By Eric Revell, Countable News
What’s the story?
- The Congressional Budget Office (CBO) on Wednesday released an update to its annual federal budget projections and reported that the U.S. national debt is likely to exceed the size of America’s gross domestic product (GDP) in 2021 for the first time since 1946, when the country was in the midst of the post-World War II demobilization.
- This CBO chart shows historical and projected debt held by the public as a percentage of U.S. GDP. The CBO projects that debt will reach 98% of GDP in 2020 before climbing to 104% in 2021, which will be followed by new records of 107% in 2023 and 109% in 2029. At the end of World War II, federal debt held by the public reached 104% of GDP in 1945 and 106% of GDP in 1946.
- The effects of, and response to, the coronavirus pandemic ― particularly the record-setting federal spending on relief packages and the diminished tax revenues caused by shutdown of portions of the economy ― have widened the FY2020 deficitto a projected $3.3 trillion.

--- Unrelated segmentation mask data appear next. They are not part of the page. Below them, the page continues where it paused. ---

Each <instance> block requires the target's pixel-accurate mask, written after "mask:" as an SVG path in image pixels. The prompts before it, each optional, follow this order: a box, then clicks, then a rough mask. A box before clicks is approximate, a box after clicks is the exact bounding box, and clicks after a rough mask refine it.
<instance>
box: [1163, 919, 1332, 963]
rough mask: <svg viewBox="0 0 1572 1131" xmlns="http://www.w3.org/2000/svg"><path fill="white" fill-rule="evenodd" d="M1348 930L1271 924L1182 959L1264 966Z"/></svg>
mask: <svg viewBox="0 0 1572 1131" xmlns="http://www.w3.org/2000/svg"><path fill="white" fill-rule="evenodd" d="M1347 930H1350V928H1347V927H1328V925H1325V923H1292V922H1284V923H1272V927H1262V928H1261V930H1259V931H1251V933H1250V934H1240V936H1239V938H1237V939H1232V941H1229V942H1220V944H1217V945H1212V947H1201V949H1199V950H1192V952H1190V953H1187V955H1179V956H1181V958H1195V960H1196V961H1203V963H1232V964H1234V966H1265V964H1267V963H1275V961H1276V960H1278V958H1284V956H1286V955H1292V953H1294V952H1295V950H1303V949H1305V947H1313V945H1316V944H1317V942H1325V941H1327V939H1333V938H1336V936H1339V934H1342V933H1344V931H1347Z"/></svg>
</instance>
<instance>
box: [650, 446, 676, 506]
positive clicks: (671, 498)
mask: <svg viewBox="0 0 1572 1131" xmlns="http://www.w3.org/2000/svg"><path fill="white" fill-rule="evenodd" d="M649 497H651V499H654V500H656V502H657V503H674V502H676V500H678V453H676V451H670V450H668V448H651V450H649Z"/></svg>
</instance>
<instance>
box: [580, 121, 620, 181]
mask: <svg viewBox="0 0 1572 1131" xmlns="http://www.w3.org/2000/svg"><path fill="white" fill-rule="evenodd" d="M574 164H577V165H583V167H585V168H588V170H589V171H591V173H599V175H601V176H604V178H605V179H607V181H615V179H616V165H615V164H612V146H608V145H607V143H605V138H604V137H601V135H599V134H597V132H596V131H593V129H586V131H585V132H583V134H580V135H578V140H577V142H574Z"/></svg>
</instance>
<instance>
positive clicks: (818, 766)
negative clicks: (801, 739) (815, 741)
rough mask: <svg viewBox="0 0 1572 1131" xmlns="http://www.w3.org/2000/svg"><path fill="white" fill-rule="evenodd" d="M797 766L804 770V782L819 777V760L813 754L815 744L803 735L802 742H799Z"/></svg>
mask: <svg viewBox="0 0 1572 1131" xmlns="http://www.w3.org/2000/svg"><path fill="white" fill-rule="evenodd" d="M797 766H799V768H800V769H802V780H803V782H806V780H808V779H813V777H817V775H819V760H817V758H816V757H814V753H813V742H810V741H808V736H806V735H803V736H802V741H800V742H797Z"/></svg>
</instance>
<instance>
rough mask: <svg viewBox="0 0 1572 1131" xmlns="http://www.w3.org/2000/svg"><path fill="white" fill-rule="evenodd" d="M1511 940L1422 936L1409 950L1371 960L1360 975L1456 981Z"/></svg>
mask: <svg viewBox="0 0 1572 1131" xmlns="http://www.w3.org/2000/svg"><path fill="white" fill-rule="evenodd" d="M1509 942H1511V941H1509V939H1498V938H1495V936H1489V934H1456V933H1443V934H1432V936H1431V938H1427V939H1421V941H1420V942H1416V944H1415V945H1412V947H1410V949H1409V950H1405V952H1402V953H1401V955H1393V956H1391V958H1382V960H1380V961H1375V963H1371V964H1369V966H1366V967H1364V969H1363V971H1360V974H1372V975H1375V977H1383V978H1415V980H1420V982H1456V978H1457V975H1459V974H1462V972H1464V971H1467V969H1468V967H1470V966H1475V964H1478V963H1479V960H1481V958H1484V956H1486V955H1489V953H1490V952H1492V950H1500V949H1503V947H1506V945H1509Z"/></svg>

- While the coronavirus response has accelerated the growth of the national debt, the CBO’s projections of rapid growth in the debt pre-date the pandemic. For example, the CBO’s 2016 budget report projected debt to reach 86% of GDP by 2026 and 155% of GDP by 2046, while the 2019 budget report forecasted that debt would be 93% of GDP in 2029 and 150% of GDP in 2049.
- The long-term growth in the debt that the CBO has been projecting for years is largely attributable to growth in spending on entitlement programs for the elderly (Medicare and Social Security) plus the rising cost of servicing the national debt.